For one of his last rallies before Election Day, Donald Trump stood up on a stage in Sterling Hills, Michigan where he was embraced by aging rocker and National Rifle Association (NRA) Board Member Ted Nugent. The obnoxious Motor City Madman was a logical choice for Trump, as not only did the NRA build its power around the very coalition Trump embraced as his own—the aging, dispossessed white working-class man—but the NRA invested $14 million in Trump’s victory. This was more than any pro-Trump SuperPAC spent, and you can be sure they are expecting something in return.

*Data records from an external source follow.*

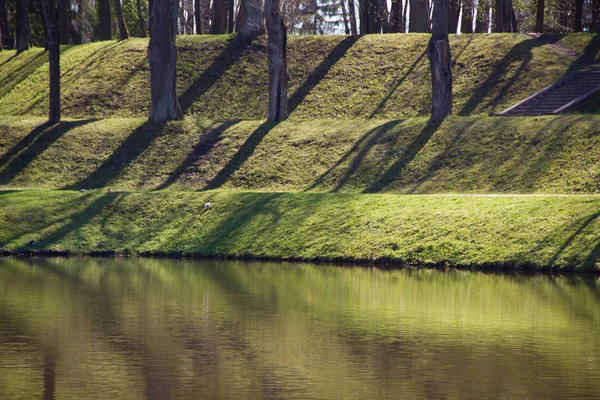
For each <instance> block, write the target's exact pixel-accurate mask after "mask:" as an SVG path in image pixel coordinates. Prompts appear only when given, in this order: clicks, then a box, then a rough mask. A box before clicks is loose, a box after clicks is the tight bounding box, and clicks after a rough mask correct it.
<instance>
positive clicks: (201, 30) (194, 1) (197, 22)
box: [194, 0, 202, 35]
mask: <svg viewBox="0 0 600 400" xmlns="http://www.w3.org/2000/svg"><path fill="white" fill-rule="evenodd" d="M194 19H195V20H196V34H197V35H201V34H202V14H201V13H200V0H194Z"/></svg>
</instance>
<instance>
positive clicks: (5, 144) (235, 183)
mask: <svg viewBox="0 0 600 400" xmlns="http://www.w3.org/2000/svg"><path fill="white" fill-rule="evenodd" d="M598 126H600V116H592V115H586V116H581V115H565V116H549V117H512V118H508V117H469V118H463V117H451V118H449V119H448V120H446V121H445V122H444V123H443V124H442V125H441V126H440V127H439V128H438V129H437V130H435V129H429V128H426V118H416V119H409V120H406V121H399V120H314V121H296V120H292V121H287V122H283V123H281V124H266V123H262V122H261V121H227V122H213V121H209V120H200V119H193V118H188V119H186V120H185V121H182V122H172V123H169V124H167V125H165V126H162V127H160V126H158V127H157V126H151V125H148V124H147V123H145V120H144V119H141V118H137V119H127V118H122V119H118V118H115V119H103V120H67V121H64V122H62V123H61V124H59V125H57V126H54V127H48V126H46V125H44V123H43V119H42V118H19V117H12V118H8V117H5V118H0V187H2V186H3V187H5V188H48V189H52V188H54V189H56V188H77V189H78V188H82V187H86V188H89V187H92V188H94V187H106V186H110V187H112V188H113V189H119V190H150V189H158V188H170V189H174V190H202V189H216V188H228V189H239V190H260V191H318V192H368V193H373V192H391V193H458V192H463V193H565V194H568V193H600V135H598V131H597V127H598Z"/></svg>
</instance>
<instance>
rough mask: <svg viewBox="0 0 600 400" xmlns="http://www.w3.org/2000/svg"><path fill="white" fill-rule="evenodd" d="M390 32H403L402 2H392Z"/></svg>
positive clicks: (390, 21) (392, 0) (397, 0)
mask: <svg viewBox="0 0 600 400" xmlns="http://www.w3.org/2000/svg"><path fill="white" fill-rule="evenodd" d="M390 32H392V33H398V32H403V31H402V0H392V8H391V10H390Z"/></svg>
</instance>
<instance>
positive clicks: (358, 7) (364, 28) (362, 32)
mask: <svg viewBox="0 0 600 400" xmlns="http://www.w3.org/2000/svg"><path fill="white" fill-rule="evenodd" d="M0 1H1V0H0ZM358 18H359V19H360V34H361V35H366V34H367V33H369V31H368V27H369V0H360V1H359V3H358Z"/></svg>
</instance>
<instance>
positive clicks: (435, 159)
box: [409, 120, 476, 193]
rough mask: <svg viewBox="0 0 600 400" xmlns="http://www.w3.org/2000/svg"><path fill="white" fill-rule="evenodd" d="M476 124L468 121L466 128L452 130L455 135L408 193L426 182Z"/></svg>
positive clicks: (418, 189)
mask: <svg viewBox="0 0 600 400" xmlns="http://www.w3.org/2000/svg"><path fill="white" fill-rule="evenodd" d="M475 122H476V120H472V121H469V122H468V123H467V125H466V126H464V127H463V128H462V129H460V130H454V129H453V131H454V132H456V133H455V135H454V137H453V138H452V141H451V142H450V144H449V145H448V146H447V147H446V148H445V149H444V151H443V152H442V153H440V154H438V155H437V156H436V157H435V158H434V159H433V161H432V162H431V164H430V166H429V168H428V169H427V172H426V173H425V175H423V176H422V177H421V178H419V180H418V181H417V182H416V183H415V184H414V185H413V187H412V188H411V189H410V190H409V193H415V192H416V191H417V190H419V188H420V187H421V186H422V185H423V184H424V183H425V182H427V181H428V180H429V179H430V178H431V177H432V176H433V174H434V173H435V171H437V169H438V168H439V166H440V165H441V164H442V162H443V161H444V160H445V159H446V158H447V157H448V156H449V155H450V153H451V152H452V151H453V150H454V149H455V148H456V146H457V144H458V143H459V142H460V140H461V139H462V138H463V136H464V134H465V133H466V132H467V131H468V130H469V128H470V127H471V126H472V125H473V124H474V123H475Z"/></svg>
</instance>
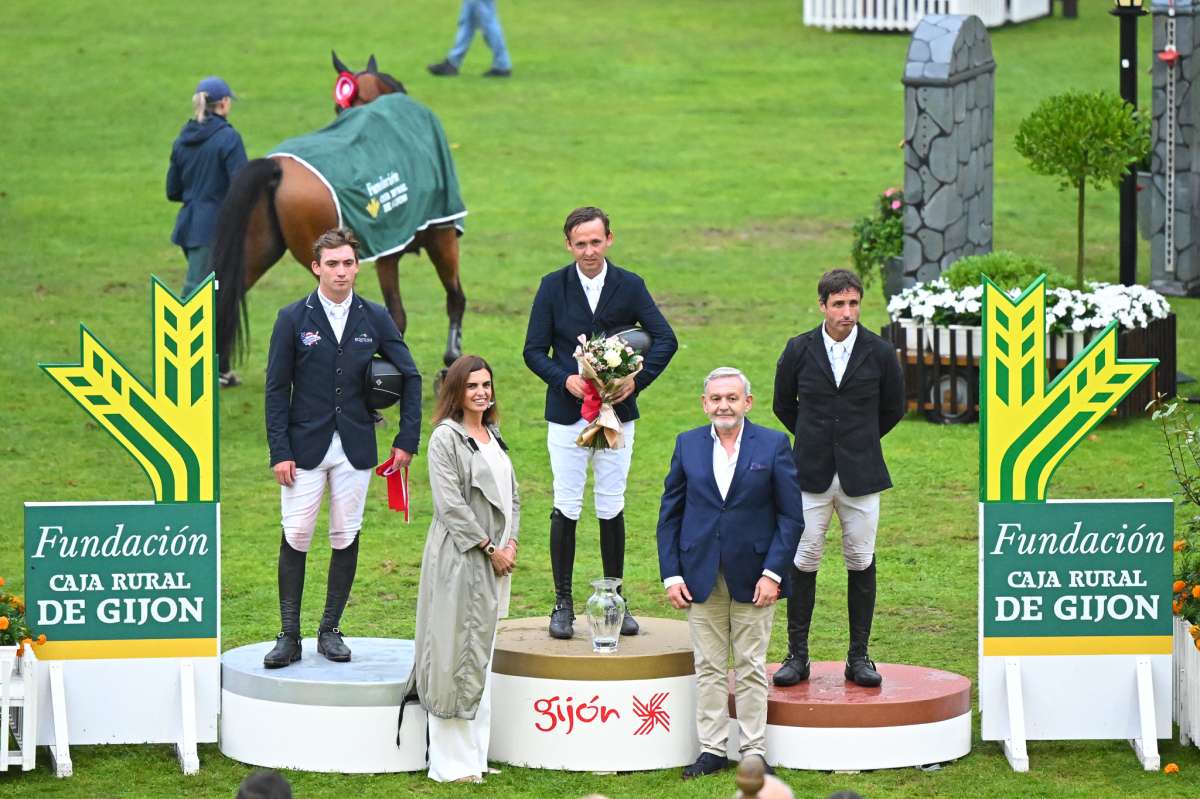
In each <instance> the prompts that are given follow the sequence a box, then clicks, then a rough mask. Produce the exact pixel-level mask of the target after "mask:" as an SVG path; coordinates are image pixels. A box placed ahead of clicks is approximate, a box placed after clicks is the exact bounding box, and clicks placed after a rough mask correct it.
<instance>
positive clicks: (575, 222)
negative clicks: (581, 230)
mask: <svg viewBox="0 0 1200 799" xmlns="http://www.w3.org/2000/svg"><path fill="white" fill-rule="evenodd" d="M593 220H600V221H601V222H604V234H605V235H608V234H610V233H611V230H610V229H608V215H607V214H605V212H604V211H601V210H600V209H598V208H596V206H595V205H584V206H583V208H577V209H575V210H574V211H571V212H570V214H568V215H566V222H564V223H563V235H564V236H566V238H568V239H570V238H571V230H574V229H575V228H577V227H580V226H581V224H584V223H587V222H590V221H593Z"/></svg>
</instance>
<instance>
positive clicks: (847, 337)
mask: <svg viewBox="0 0 1200 799" xmlns="http://www.w3.org/2000/svg"><path fill="white" fill-rule="evenodd" d="M821 337H822V338H823V340H824V343H826V353H827V354H828V355H829V366H830V367H833V382H834V383H835V384H836V385H838V386H841V376H842V374H845V373H846V364H848V362H850V354H851V353H852V352H854V341H856V340H857V338H858V325H854V329H853V330H851V331H850V335H848V336H846V338H845V340H844V341H834V340H833V336H830V335H829V331H827V330H826V329H824V325H823V324H822V325H821Z"/></svg>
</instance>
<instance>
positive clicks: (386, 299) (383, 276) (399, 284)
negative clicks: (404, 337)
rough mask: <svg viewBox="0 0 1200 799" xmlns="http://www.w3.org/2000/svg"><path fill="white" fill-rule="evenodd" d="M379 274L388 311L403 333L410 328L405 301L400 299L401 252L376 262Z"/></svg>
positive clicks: (382, 291) (380, 281) (377, 268)
mask: <svg viewBox="0 0 1200 799" xmlns="http://www.w3.org/2000/svg"><path fill="white" fill-rule="evenodd" d="M376 272H377V274H378V275H379V290H380V292H382V293H383V302H384V305H385V306H386V307H388V313H390V314H391V318H392V319H395V322H396V328H397V329H400V332H401V334H403V332H404V330H407V329H408V314H407V313H404V301H403V300H401V299H400V253H396V254H395V256H385V257H383V258H380V259H378V260H377V262H376Z"/></svg>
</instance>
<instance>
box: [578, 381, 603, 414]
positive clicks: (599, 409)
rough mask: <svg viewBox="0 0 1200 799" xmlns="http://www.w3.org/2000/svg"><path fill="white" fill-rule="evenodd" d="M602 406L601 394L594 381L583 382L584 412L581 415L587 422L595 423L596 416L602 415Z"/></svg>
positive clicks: (583, 398) (583, 399)
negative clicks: (592, 383)
mask: <svg viewBox="0 0 1200 799" xmlns="http://www.w3.org/2000/svg"><path fill="white" fill-rule="evenodd" d="M601 404H602V402H601V399H600V392H599V391H598V390H596V388H595V386H594V385H592V380H588V379H584V380H583V410H582V411H581V413H580V415H581V416H583V419H584V420H586V421H589V422H594V421H595V420H596V416H599V415H600V405H601Z"/></svg>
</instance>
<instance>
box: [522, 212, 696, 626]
mask: <svg viewBox="0 0 1200 799" xmlns="http://www.w3.org/2000/svg"><path fill="white" fill-rule="evenodd" d="M563 235H564V236H565V238H566V248H568V251H570V252H571V254H572V256H574V257H575V260H574V262H572V263H570V264H568V265H566V266H564V268H562V269H558V270H556V271H553V272H551V274H548V275H546V276H545V277H542V278H541V286H539V287H538V295H536V296H535V298H534V301H533V308H532V310H530V312H529V329H528V331H527V332H526V344H524V361H526V365H527V366H528V367H529V368H530V370H532V371H533V372H534V374H536V376H538V377H540V378H541V379H542V380H544V382H545V383H546V421H547V422H548V431H547V435H546V444H547V447H548V449H550V467H551V470H552V471H553V474H554V510H553V511H552V512H551V515H550V563H551V567H552V570H553V573H554V609H553V611H552V612H551V617H550V635H551V636H553V637H554V638H570V637H571V636H572V635H574V633H575V630H574V626H572V620H574V619H575V611H574V602H572V599H571V572H572V571H574V565H575V527H576V523H577V522H578V518H580V513H581V512H582V510H583V486H584V483H586V482H587V476H588V475H587V469H588V462H589V461H590V462H592V470H593V475H594V477H595V489H594V491H595V510H596V517H598V518H599V519H600V558H601V561H602V564H604V573H605V577H622V576H623V573H624V567H625V516H624V509H625V481H626V479H628V476H629V462H630V458H631V456H632V450H634V421H635V420H636V419H637V394H638V392H640V391H641V390H642V389H644V388H646V386H648V385H649V384H650V383H653V382H654V379H655V378H656V377H658V376H659V374H661V373H662V370H665V368H666V367H667V364H668V362H670V361H671V356H672V355H674V352H676V348H677V347H678V344H677V342H676V337H674V332H673V331H672V330H671V325H668V324H667V320H666V319H665V318H664V317H662V313H661V312H660V311H659V307H658V306H656V305H655V304H654V298H652V296H650V293H649V292H648V290H647V289H646V283H644V282H643V281H642V278H641V277H638V276H637V275H635V274H634V272H630V271H626V270H624V269H620V268H619V266H617V265H616V264H613V263H612V262H610V260H607V259H606V258H605V252H606V251H607V250H608V247H610V246H611V245H612V230H611V229H610V227H608V217H607V216H606V215H605V212H604V211H601V210H600V209H598V208H592V206H587V208H578V209H575V210H574V211H571V214H570V215H569V216H568V217H566V223H565V224H564V226H563ZM634 325H640V326H641V328H642V330H644V331H646V332H647V334H649V335H650V337H652V342H653V343H652V344H650V349H649V352H647V353H646V355H644V358H646V361H644V364H643V366H642V371H641V372H640V373H638V374H637V376H636V377H635V378H634V382H632V383H631V384H630V385H628V388H626V391H625V392H624V395H623V396H620V397H618V402H614V403H613V410H616V413H617V417H618V419H619V420H620V421H622V434H623V437H624V439H625V446H624V447H622V449H619V450H599V451H595V452H593V450H590V449H586V447H581V446H576V445H575V439H576V437H577V435H578V434H580V432H581V431H582V429H583V428H584V427H586V426H587V422H586V421H584V420H583V419H582V416H581V410H582V404H583V378H582V377H581V376H580V370H578V364H576V361H575V358H574V354H575V348H576V347H577V346H578V343H580V342H578V336H580V335H581V334H583V335H587V336H588V337H590V336H593V335H595V334H600V332H604V334H610V335H611V334H613V332H617V331H618V330H622V329H628V328H630V326H634ZM637 629H638V627H637V621H636V620H635V619H634V617H632V615H630V614H629V613H628V612H626V613H625V618H624V620H623V623H622V630H620V632H622V635H626V636H629V635H637Z"/></svg>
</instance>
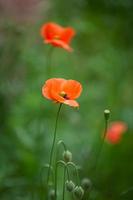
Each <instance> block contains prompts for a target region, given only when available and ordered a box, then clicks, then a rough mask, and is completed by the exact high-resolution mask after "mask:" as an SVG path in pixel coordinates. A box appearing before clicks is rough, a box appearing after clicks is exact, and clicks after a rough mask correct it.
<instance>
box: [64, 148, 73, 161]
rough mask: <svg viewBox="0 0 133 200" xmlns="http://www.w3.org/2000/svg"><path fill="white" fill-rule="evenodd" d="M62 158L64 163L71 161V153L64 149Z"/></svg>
mask: <svg viewBox="0 0 133 200" xmlns="http://www.w3.org/2000/svg"><path fill="white" fill-rule="evenodd" d="M63 158H64V161H65V162H66V163H67V162H71V161H72V153H71V152H70V151H68V150H66V151H64V153H63Z"/></svg>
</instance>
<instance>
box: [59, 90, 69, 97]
mask: <svg viewBox="0 0 133 200" xmlns="http://www.w3.org/2000/svg"><path fill="white" fill-rule="evenodd" d="M60 96H62V97H63V98H64V99H69V98H68V96H67V94H66V93H65V92H64V91H62V92H61V93H60Z"/></svg>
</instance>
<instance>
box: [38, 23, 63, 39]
mask: <svg viewBox="0 0 133 200" xmlns="http://www.w3.org/2000/svg"><path fill="white" fill-rule="evenodd" d="M63 30H64V28H62V27H61V26H60V25H58V24H56V23H52V22H49V23H47V24H44V25H43V26H42V28H41V36H42V37H43V38H44V39H54V38H55V37H60V35H61V34H62V32H63Z"/></svg>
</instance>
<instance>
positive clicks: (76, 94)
mask: <svg viewBox="0 0 133 200" xmlns="http://www.w3.org/2000/svg"><path fill="white" fill-rule="evenodd" d="M81 92H82V86H81V84H80V83H79V82H77V81H75V80H65V79H62V78H51V79H48V80H47V81H46V82H45V84H44V86H43V87H42V94H43V96H44V97H46V98H47V99H50V100H52V101H54V102H57V103H64V104H67V105H69V106H72V107H79V104H78V103H77V101H76V100H75V99H77V98H78V97H79V96H80V94H81Z"/></svg>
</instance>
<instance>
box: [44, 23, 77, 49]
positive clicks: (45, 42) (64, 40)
mask: <svg viewBox="0 0 133 200" xmlns="http://www.w3.org/2000/svg"><path fill="white" fill-rule="evenodd" d="M74 35H75V30H74V29H73V28H71V27H66V28H64V27H62V26H60V25H58V24H56V23H53V22H49V23H46V24H44V25H43V26H42V27H41V36H42V38H43V39H44V42H45V43H46V44H51V45H53V46H55V47H60V48H64V49H65V50H67V51H70V52H71V51H72V50H73V49H72V48H71V47H70V45H69V44H70V42H71V39H72V38H73V37H74Z"/></svg>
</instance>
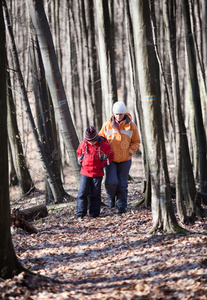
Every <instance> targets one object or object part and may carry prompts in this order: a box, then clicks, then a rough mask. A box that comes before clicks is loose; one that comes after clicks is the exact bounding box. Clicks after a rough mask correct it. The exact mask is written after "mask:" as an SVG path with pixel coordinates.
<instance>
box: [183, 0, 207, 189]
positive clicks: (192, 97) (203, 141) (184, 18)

So what can we expect from a President Trump fully supported by the NRA? Let’s start with the group’s pet project of a long time now (defeated a few times in Congress), passing something called Concealed Carry Reciprocity (CCR).
CCR is legislation that would lower the standards of every state’s concealed carry law to the lowest common denominator. In other words, you gain your ability to carry a concealed carry license in the newly empowered gun paradise of Missouri, which due to recent legislation doesn’t seem to require much beyond breathing to acquire one. But then you move to New York, or Connecticut or California, states with much more stringent—dare I say common sense—laws requiring background checks and maybe even a stated need to carry said firearm on your person. Not to worry. Under CCR, you’re carrying in your new state, even though you never had follow any of its regulations in order to obtain your permit.
The NRA erroneously compares this to driver’s licenses. I debated NRA Lobbyist Chris Cox in the pages of The Daily Caller on this issue a few years back. So it is probably useful to include a bit of my response to his incredibly dishonest piece:
Is the NRA now comparing a concealed carry permit to owning and driving a car, where each individual is required to possess a license and register their vehicle? So is Mr. Cox’s position that we should create a registry of each person who carries loaded, concealed firearms, so gun regulations will work similarly to the laws governing the owning and driving of automobiles?
To the substance of his point, the police are able to verify the status of one’s driver’s license through a national database. With concealed carry permits, there is no such licensing database—and Mr. Cox assures us there are no plans to create one. Some states don’t even keep accurate records of who’s allowed to carry a concealed weapon—much less feed them into a national database—and others destroy these documents.
Any questions?
Also on the NRA wish list, shared with me by Ladd Everett, longtime gun safety activist and director of the organization One Pulse (started by George Takei after the massacre at the Pulse Nightclub in Orlando), are “more restrictive riders on [Bureau of Alcohol, Tobacco, Firearms & Explosives] ATF appropriations bills, such as the frequency with which they can make unannounced visits to suspected dirty firearms dealers or even their ability to revoke their licenses.” The NRA for a long time has said it is for stronger enforcement of gun laws on the books, while doing everything in its power, including threatening and hamstringing the ATF via legislation so that it can’t enforce the laws on our books. We should expect that effort to get only more intense.
Additionally, Trump has said he would like to eliminate Gun Free School Zones nationally. All this would seem to require is legislation and someone with little enough self-regard to propose such a bill. Well, they control both houses of Congress, and for the latter part of the equation may I introduce you to Congressman Louie Gohmert of Texas?
All this will occur even as gun safety measures were overwhelmingly successful on ballots in Nevada, California and Washington state on Tuesday. Only in Maine did a gun-safety measure fail, where it was so close it was subject to a recount. In nearby New Hampshire, the top target of the gun-safety movement, Senator Kelly Ayotte, was one of only two incumbent Republican Senators to lose her seat.
Yet none of this will matter as President Trump takes office on January 20 with the NRA at his side. Only the dedication of champions of gun safety among elected officials like Senator Chris Murphy of Connecticut and the grassroots will truly stop what Trump and his friends with guns have in story for this country.